บทความยอดนิยม

Intel has confirmed price increases for selected consumer and server CPUs, citing higher supply chain costs and demand exceeding supply. Consumer processors have seen price hikes of around US$30–50, while data center products have risen by several hundred to over a thousand dollars.
In response, investment bank Wedbush believes Intel still has room to raise prices without hurting market demand. With server CPU supply remaining constrained, Intel can continue increasing prices without significantly affecting demand. The key question is whether OEMs will actually pay higher procurement prices in line with Intel’s official list prices, or whether the latest adjustments only apply to distributors and retail channels. Although Intel’s share price has pulled back in recent sessions, the stock is still up nearly 200% year-to-date. Supported by booming demand for data center server CPUs and progress in its semiconductor foundry business, Intel, which struggled over the past several years, is once again winning investor confidence.
Demand for data center chips to support large-scale AI infrastructure is boosting sales of Intel’s flagship Xeon server processors. These general-purpose semiconductors, central processing units (CPUs), are once again becoming a focal point for enterprises because they help transform AI software into revenue-generating services.
Over the past two years, the AI industry narrative has been dominated almost entirely by GPUs, while CPUs have played a relatively minor role in AI servers. This is because during the training phase, the primary bottleneck is parallel computing performance, with GPUs handling the most intensive matrix calculations, while CPUs are mainly responsible for general control and basic task scheduling.

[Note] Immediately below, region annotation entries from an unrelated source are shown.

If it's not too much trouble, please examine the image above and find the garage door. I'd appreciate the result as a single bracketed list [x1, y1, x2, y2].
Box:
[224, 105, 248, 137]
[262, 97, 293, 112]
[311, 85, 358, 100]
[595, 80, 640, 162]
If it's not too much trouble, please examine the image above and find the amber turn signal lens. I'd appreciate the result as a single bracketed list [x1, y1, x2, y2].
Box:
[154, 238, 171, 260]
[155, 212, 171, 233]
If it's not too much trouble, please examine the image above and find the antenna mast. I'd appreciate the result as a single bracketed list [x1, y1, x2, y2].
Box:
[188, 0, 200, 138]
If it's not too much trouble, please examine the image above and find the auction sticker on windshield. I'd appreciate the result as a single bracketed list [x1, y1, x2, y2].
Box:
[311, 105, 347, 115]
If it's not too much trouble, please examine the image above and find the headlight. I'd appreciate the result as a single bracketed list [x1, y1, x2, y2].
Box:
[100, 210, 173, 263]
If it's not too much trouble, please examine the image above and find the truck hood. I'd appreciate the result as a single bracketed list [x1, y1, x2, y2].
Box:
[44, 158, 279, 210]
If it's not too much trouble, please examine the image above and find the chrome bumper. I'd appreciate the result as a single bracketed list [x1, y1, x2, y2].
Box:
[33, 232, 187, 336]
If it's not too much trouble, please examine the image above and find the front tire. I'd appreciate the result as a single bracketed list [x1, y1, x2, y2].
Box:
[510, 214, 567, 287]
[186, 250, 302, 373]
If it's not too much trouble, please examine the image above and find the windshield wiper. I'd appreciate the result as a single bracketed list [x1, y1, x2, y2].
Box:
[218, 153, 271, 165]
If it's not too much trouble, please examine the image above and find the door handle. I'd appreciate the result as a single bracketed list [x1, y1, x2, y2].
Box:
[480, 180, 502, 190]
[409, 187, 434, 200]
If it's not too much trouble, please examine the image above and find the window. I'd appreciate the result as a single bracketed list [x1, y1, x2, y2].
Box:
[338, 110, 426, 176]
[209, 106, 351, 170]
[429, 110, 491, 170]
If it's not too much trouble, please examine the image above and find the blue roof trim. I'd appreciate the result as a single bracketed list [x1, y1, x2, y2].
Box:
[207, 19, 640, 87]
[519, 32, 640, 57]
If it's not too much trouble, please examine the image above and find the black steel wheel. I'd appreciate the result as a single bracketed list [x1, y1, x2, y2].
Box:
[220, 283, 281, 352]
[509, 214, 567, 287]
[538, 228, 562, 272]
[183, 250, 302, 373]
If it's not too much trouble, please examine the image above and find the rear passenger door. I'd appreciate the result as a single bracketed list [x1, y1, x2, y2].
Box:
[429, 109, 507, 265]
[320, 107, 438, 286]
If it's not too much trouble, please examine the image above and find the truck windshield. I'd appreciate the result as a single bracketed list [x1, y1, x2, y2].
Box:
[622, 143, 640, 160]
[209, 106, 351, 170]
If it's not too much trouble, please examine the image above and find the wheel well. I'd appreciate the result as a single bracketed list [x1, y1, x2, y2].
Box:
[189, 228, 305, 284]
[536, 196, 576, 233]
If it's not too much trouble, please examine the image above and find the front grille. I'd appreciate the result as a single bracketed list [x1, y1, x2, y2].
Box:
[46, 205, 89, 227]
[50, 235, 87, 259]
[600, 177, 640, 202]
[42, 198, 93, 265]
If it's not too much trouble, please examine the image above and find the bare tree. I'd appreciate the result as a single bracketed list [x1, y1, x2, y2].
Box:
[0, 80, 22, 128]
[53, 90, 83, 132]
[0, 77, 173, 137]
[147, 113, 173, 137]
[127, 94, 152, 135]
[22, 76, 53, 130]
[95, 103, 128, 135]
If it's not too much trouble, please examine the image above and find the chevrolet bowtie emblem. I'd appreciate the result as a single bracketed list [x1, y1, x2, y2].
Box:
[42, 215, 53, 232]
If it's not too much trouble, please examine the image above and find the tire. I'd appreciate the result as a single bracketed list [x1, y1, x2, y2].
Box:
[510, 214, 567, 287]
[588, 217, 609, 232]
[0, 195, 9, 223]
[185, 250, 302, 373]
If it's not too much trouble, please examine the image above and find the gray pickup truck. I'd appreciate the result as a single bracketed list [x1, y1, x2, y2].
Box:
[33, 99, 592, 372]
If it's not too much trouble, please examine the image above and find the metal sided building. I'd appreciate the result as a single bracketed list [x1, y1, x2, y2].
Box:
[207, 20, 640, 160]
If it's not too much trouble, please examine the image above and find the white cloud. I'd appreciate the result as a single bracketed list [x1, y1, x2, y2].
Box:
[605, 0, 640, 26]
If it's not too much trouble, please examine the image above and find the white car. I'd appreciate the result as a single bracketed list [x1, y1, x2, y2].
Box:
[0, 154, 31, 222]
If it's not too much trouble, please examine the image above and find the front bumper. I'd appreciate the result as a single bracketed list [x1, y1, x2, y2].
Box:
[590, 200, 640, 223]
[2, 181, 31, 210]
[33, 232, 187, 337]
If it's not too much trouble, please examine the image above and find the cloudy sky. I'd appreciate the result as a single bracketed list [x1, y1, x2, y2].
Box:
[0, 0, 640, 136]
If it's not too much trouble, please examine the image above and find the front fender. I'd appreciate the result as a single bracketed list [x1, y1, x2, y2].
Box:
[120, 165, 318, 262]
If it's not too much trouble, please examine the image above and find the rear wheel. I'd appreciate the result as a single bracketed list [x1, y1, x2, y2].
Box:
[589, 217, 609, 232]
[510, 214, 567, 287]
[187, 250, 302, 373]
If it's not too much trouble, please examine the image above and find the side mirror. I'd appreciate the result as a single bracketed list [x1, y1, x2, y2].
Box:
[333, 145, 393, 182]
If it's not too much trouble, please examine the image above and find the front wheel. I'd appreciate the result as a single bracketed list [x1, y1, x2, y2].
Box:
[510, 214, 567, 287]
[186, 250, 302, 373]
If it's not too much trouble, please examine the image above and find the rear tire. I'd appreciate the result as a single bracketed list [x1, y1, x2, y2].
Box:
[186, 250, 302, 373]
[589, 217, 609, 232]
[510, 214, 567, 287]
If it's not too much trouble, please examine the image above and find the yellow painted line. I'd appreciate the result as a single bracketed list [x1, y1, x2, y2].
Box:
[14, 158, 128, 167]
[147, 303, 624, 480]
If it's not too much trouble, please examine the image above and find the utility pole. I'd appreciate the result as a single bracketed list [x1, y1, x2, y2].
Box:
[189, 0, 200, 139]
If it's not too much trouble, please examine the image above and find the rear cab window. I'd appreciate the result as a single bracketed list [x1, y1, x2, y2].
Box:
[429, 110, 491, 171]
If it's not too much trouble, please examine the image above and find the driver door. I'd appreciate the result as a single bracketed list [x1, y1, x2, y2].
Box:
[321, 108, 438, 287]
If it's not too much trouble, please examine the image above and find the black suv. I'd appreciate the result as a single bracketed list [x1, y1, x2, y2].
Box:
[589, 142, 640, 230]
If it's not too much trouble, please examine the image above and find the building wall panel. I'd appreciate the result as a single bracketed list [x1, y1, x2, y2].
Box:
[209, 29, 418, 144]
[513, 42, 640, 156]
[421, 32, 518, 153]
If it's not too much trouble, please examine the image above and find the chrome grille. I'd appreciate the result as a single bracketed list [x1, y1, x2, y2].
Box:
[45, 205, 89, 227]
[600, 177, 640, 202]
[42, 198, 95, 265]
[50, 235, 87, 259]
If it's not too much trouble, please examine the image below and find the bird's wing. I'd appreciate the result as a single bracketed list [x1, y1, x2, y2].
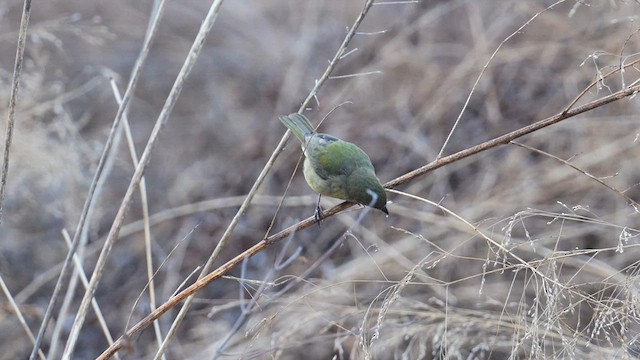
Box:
[307, 134, 373, 179]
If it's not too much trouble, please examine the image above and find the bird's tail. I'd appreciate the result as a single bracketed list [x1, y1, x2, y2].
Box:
[278, 113, 315, 144]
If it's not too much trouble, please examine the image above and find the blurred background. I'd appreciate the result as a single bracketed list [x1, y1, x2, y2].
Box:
[0, 0, 640, 359]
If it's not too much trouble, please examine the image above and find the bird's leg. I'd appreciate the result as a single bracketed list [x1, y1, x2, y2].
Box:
[313, 194, 322, 224]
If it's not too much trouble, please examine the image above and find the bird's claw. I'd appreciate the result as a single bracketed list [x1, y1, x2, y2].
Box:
[313, 204, 324, 225]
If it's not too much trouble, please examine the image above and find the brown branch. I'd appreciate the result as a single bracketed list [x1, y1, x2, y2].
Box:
[98, 79, 640, 359]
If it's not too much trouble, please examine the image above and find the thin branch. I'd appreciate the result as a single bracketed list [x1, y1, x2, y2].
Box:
[59, 0, 166, 357]
[0, 0, 31, 223]
[436, 0, 566, 159]
[154, 0, 373, 359]
[98, 79, 640, 360]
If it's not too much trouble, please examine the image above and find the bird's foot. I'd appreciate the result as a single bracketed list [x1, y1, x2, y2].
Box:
[313, 204, 324, 225]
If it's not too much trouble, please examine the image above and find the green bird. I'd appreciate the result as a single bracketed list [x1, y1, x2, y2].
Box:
[279, 114, 389, 220]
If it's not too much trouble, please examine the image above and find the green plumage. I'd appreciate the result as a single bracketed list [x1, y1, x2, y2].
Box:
[279, 114, 389, 214]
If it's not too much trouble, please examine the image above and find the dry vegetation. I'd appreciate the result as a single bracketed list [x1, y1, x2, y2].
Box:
[0, 0, 640, 359]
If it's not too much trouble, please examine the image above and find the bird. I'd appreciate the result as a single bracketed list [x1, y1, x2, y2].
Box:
[278, 113, 389, 222]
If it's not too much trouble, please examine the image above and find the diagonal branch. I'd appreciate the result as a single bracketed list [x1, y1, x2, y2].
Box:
[99, 69, 640, 359]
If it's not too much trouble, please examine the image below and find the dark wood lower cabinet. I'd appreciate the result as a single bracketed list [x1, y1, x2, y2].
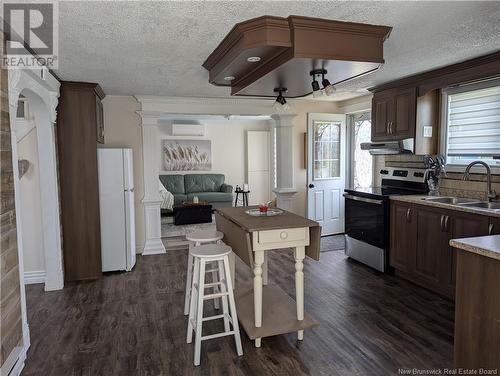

However, with the rapid growth of AI agents and reinforcement learning workloads, the strategic importance of CPUs in data centers is undergoing a structural revaluation. The essence of AI agents is not simply producing longer answers, but breaking a single request into an entire workflow. Instead of merely generating a response, AI models are now executing complete processes. As AI shifts from performing individual computations to running complex workflows, system reliance on CPUs will increase significantly. This is because many critical workloads are not well suited to GPUs. AI workloads are evolving from simple text generation toward more sophisticated AI agents and reinforcement learning, placing CPU production capacity under extremely severe supply constraints.
Market Insight:
Currently, the CPU-to-GPU ratio in AI data centers is around 1:4 to 1:8. In the era of AI agents, this ratio is expected to shift toward 1:1 to 1:2. In terms of market size, the data center CPU market is projected to grow from US$25 billion in 2026 to US$60 billion by 2030. If demand related to AI agents is included, the market could approach US$100 billion.